Includes: X, Facebook, Instagram, LinkedIn, etc.
One way of keeping this information safe is to save it on a separate, password-protected document. Tools such as a password vault can serve as a secured central storage location, not only for passwords but also for key account information and documents your heirs and executors may need to ensure a smooth transition. Alternately, you can write down the passwords and store them in a locked safe, a safe deposit box or with your attorney, Korzec says.
You might also want to look into designating a contact or other authorized user to recover passwords in the event of an emergency, for contacting insurance, canceling services or other tasks. However, as Korzec notes, your provider may not allow for this type of designation.
Whatever way you choose, it’s best to keep them separate from the inventory. When a fiduciary is named, that person should be granted access to both documents.
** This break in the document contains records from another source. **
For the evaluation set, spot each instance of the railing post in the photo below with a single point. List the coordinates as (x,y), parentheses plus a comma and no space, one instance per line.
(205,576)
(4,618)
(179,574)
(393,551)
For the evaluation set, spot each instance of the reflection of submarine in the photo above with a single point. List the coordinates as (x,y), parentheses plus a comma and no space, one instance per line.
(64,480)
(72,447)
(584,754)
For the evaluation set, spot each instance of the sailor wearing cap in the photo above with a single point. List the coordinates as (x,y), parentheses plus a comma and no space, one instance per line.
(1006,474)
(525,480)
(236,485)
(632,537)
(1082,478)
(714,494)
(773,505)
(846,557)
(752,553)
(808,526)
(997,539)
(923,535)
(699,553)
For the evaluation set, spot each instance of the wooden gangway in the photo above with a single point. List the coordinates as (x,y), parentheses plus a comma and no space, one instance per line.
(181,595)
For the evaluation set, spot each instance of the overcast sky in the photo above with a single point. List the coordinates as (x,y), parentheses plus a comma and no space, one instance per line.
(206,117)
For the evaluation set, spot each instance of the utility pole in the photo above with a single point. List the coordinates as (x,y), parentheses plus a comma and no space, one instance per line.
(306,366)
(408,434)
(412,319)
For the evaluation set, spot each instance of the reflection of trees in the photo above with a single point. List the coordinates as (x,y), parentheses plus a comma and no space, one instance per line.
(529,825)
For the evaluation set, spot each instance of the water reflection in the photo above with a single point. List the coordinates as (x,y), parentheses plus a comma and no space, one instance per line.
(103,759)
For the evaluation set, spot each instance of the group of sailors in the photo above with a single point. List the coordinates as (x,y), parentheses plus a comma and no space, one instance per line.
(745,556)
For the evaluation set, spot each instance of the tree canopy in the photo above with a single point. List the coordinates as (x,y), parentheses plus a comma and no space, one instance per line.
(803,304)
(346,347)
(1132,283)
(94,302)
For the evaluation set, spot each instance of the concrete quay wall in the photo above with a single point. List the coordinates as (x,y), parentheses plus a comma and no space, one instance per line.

Bear in mind that failed attempts to log into some password-protected accounts or documents can lock them — which is why experts recommend that whoever is going through the physical devices should first make copies of the hard drives.
Engage experts when you need to
In some cases, it may be worthwhile to engage a digital expert. “We actually have a third party we engage who, depending on the facts and circumstances, can assist us by examining a device to understand if there is a reference to a digital wallet or an NFT somewhere,” says Korzec. “We had one client who had a relatively valuable painting on consignment that no heirs knew about — until a forensic computing expert found a reference to it stored electronically,” he adds. “It turns out it was worth a significant amount.”
Revisit your plan from time to time. Just as you update your estate planning documents every couple of years or if something major changes, like a marriage or the birth of a grandchild, you’ll want to periodically take another look at your digital asset inventory.
Keeping track of those assets “isn’t really optional anymore,” Korzec believes. “But dealing with it now will ensure that your loved ones and heirs aren’t spending an already difficult time scrambling for passwords and account access for those assets — which is probably not the legacy you intended to leave.”